Submitted to: Food Microbiology
Publication Type: Peer Reviewed Journal
Publication Acceptance Date: 2/4/2015
Publication Date: 2/12/2015
Citation: Carter, M.Q., Chapman, M.H., Gabler, F., Brandl, M. 2015. Effect of sulfur dioxide fumigation on survival of foodborne pathogens on table grapes under standard storage temperature. Food Microbiology. 49:189-196. doi: 10.1016/j.fm.2015.02.002.
Interpretive Summary: We determined the survival of three common foodborne pathogens, Listeria monocytogenes, Escherichia coli O157:H7, and Salmonella enterica Thompson inoculated on freshly harvested California table grapes under standard cold storage condition. We also determined the survival and persistence of these three pathogens on grapes following sulfur dioxide fumigation, a traditional treatment used to control post-harvest fungal decay on table grapes. We found that L. monocytogenes was highly sensitive to cold storage alone and also highly susceptible to SO2 fumigation. A single standard fumigation (200 ppm-hr) was sufficient to inactivate L. monocytogenes on grapes under the conditions examined. S. enterica Thompson displayed similar survival fitness as L. monocytogenes on table grapes during cold storage and was much more sensitive to cold alone compared with E. coli O157:H7. E. coli O157:H7 had the highest tolerance to sulfur dioxide fumigation, whereas the susceptibility of S. enterica Thompson to sulfur dioxide was dependent on the amount of bacteria contaminated on the table grapes. Our study suggests that standard cold storage temperature with sulfur dioxide fumigation was effective in reducing and eliminating L. monocytogenes, S. enterica Thompson and E. coli O157:H7 inoculated on table grapes, however, depending on the dose, two or three fumigations were needed for elimination of S. enterica Thompson and E. coli O157:H7.

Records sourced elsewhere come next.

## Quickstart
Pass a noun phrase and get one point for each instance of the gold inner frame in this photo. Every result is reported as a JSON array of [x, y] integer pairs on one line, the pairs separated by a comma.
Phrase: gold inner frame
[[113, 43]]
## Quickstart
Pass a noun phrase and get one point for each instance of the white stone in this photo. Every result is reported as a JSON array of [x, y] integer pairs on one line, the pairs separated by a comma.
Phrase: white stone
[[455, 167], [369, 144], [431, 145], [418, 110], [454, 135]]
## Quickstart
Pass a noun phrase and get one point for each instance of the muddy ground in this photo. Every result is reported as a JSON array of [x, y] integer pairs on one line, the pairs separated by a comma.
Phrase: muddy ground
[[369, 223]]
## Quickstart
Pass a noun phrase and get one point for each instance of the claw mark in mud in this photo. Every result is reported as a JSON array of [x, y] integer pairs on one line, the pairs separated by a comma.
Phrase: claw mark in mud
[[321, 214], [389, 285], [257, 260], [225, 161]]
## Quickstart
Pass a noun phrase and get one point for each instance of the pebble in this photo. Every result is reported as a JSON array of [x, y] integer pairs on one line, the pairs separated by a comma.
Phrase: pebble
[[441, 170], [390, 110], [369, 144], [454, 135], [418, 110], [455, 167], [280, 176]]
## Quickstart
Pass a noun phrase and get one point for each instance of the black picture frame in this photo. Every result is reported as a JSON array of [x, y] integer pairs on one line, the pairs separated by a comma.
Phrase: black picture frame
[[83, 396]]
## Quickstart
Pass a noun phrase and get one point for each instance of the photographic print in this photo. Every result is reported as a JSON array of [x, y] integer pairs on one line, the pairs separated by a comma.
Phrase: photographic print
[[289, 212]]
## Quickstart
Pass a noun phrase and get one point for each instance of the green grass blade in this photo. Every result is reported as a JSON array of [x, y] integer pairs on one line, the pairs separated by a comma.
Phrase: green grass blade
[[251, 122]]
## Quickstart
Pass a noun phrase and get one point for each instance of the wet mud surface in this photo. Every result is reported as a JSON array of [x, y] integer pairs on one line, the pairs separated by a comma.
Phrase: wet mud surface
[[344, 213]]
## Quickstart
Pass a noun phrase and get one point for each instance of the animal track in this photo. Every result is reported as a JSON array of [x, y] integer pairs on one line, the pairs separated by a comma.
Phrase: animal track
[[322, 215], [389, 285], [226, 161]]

Technical Abstract: We examined the persistence of Listeria monocytogenes, Escherichia coli O157:H7, and Salmonella enterica Thompson inoculated on freshly-harvested table grapes under standard cold storage with initial and weekly sulfur dioxide (SO2) fumigation. L. monocytogenes and S. enterica Thompson were much more sensitive to cold temperature than E. coli O157:H7. Furthermore, L. monocytogenes was highly susceptible to SO2. Initial fumigation with 100 or 200 ppm-hr was sufficient to eliminate this pathogen on grapes with low (104 cells/grape) and high (106 cells/grape) inocula, respectively. Initial fumigation with 300 ppm-hr reduced S. enterica Thompson population about 300- and 10-fold on grapes with low and high inocula, respectively. Initial fumigation with 300 ppm-hr reduced E. coli O157:H7 population to less than 10-fold, regardless of inoculum density. When grapes were inoculated with the high inoculum and fumigated on days 0 and 7 with 200 or 300 ppm-hr SO2, S. enterica Thompson and E. coli O157:H7 were completely inactivated between days 8 and 14 of cold storage. Standard cold storage combined with SO2 fumigation was effective in reducing and eliminating all three pathogens on table grapes, however, depending on the dose, two or three fumigations were needed for elimination of S. enterica Thompson and E. coli O157:H7.